Provide the following information:

  • Identification

    • Node name and logo: Specify a unique name for the harvester and, optionally, assign a logo.
    • Group: Select the group that will own the harvested records. Only the catalog administrator or users with the UserAdmin profile for this group can manage the harvester.
    • User: Indicate the user who will own the harvested records.
  • Schedule: Configure scheduling options for executing the harvester. If disabled, the harvester must be run manually from the harvester page. If enabled, provide a scheduling expression using cron syntax.

  • SFTP Connection Configuration

    • SFTP host address: Enter the SFTP host name or IP address (omit the 'sftp://' prefix).
    • SFTP port: Specify the port to connect to (usually 22).
    • SFTP home directory: Enter the directory path on the SFTP server containing the metadata (XML files) to be harvested. Use '/' to start from the root directory of the connection.
    • Recurse subfolders: If checked, the harvester will recursively process metadata in all folders within the specified home directory, including subfolders. If unchecked, only items in the specified directory will be harvested.
    • Username: Provide the username for connecting to the SFTP server.
    • Use SSH key: If checked, a private/public key pair will be generated to connect to the SFTP server.
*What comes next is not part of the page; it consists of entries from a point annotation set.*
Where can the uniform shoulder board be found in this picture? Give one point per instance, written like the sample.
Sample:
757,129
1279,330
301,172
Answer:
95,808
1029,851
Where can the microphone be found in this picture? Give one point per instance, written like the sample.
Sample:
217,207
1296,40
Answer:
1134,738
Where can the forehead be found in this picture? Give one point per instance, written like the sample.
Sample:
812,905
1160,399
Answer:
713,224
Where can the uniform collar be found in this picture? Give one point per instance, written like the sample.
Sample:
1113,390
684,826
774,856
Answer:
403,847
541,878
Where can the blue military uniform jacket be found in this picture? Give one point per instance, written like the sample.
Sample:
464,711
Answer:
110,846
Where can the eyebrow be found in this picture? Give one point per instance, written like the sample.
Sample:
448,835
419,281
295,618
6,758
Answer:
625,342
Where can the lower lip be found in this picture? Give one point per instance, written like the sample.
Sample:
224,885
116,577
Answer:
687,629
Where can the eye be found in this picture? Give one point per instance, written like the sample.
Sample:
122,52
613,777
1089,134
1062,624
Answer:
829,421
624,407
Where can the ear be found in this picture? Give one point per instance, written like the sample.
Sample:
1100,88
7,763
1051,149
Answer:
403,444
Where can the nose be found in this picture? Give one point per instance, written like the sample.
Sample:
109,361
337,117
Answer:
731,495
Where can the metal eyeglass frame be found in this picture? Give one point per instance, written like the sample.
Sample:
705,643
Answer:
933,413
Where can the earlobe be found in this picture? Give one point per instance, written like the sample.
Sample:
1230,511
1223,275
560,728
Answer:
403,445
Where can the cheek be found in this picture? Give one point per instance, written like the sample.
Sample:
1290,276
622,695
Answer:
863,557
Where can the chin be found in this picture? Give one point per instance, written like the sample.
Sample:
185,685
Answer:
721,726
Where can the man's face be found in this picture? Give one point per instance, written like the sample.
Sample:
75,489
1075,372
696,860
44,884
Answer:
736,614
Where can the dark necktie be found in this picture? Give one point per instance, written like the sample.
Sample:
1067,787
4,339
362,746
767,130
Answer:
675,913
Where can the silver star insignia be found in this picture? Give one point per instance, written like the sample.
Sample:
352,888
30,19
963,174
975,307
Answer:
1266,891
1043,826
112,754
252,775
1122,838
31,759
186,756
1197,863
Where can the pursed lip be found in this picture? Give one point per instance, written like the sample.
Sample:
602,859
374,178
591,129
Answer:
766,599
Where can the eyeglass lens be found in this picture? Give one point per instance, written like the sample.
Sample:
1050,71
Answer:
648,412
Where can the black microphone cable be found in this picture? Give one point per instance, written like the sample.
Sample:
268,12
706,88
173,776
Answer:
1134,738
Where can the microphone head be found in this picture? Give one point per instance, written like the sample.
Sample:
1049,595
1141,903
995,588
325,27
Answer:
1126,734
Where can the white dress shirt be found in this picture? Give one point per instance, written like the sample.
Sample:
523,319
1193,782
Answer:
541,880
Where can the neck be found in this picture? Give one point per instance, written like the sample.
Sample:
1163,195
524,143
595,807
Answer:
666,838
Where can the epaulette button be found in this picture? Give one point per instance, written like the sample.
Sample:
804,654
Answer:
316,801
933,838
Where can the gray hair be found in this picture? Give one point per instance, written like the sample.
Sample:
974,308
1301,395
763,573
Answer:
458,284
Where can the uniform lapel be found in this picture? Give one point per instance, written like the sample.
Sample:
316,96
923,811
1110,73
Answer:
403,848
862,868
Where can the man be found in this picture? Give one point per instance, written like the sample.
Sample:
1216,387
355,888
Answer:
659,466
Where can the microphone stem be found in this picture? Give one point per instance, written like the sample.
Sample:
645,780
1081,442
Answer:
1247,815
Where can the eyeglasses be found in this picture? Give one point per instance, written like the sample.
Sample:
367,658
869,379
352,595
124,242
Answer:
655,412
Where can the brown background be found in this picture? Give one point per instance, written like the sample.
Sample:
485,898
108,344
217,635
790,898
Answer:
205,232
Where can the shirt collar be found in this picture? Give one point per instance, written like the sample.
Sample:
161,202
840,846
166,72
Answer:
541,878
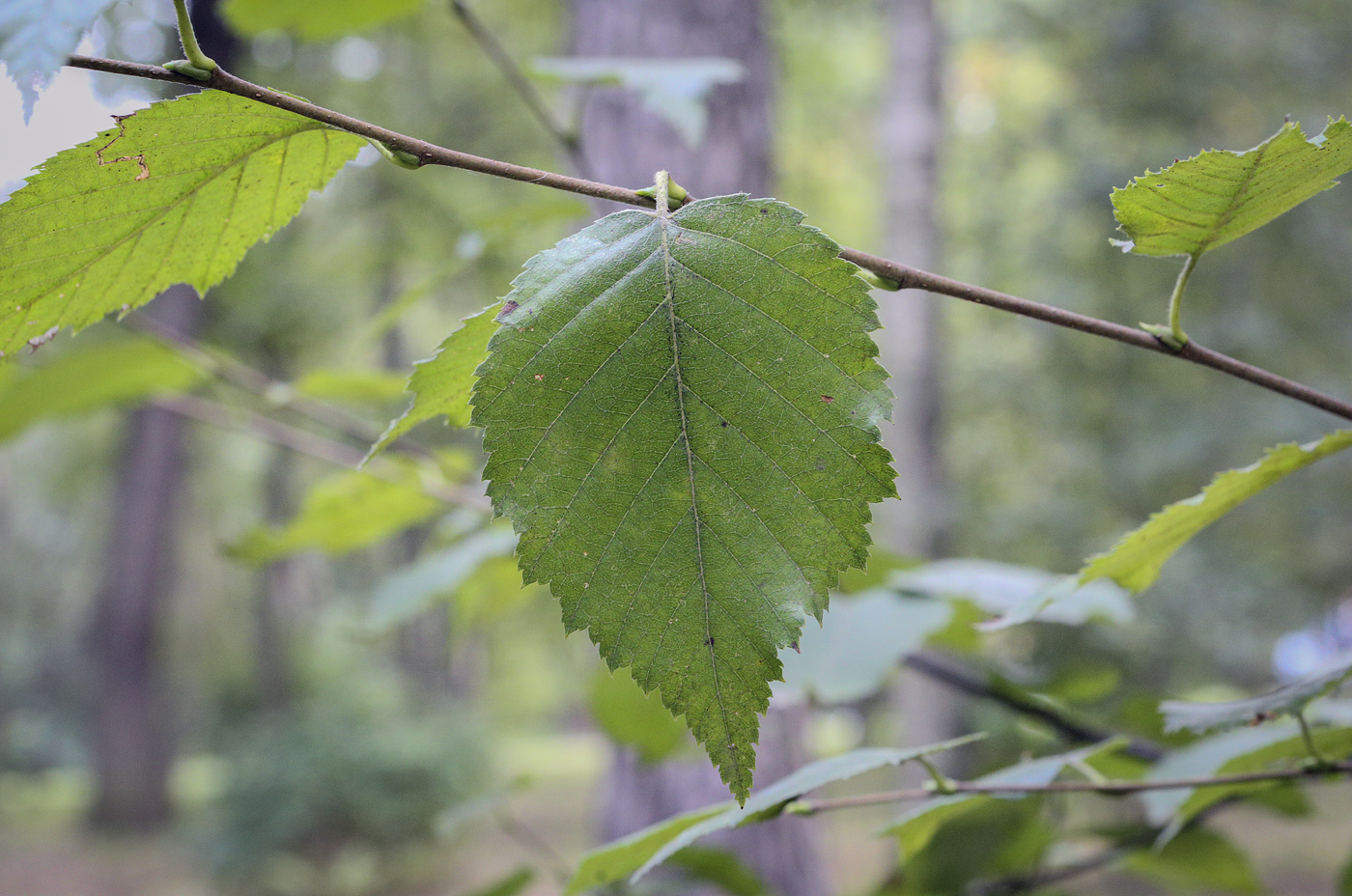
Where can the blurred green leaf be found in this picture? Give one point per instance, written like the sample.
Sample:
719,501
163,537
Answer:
1232,753
1135,562
84,378
314,20
411,591
1197,859
442,384
37,37
1210,199
176,193
638,853
915,827
675,90
859,643
507,885
633,717
1290,699
1017,594
342,514
352,385
690,460
720,868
Using an SSH key is a more secure authentication method than a password and is recommended.
      • SSH key type: Choose the algorithm for SSH key creation: RSA (4096 bits) or ECDSA.
    • Password: Enter the password for connecting to the SFTP server. This is only required if Use SSH key is unchecked.
  • Response Processing Configuration

    • Action on UUID collision: Specify what to do when a harvested record shares a UUID with a record collected by another method (e.g., another harvester, importer, dashboard editor). You can choose to skip the record (default) or update it.
    • Update catalog record only if file was updated: Only update the catalog record if the source file has changed.
    • Keep local even if deleted at source: If checked, metadata records that have already been harvested will be retained even if they are deleted from the specified directory on the SFTP server.
    • Validate records before import: Set the criteria for rejecting invalid metadata based on XML structure (XSD) and validation rules (schematron):
      • Accept all metadata without validation.
      • Accept metadata that are XSD valid.
      • Accept metadata that are both XSD and schematron valid.
    • XSL transformation to apply: (Optional) Reference an XSL transform to apply to each metadata record before it is added to GeoNetwork.
    • Batch edits: (Optional) Update harvested records using XPath syntax. You can add, replace, or delete elements.
    • Category: (Optional) Assign a GeoNetwork category to each metadata record.
  • Privileges: Assign privileges to the harvested metadata.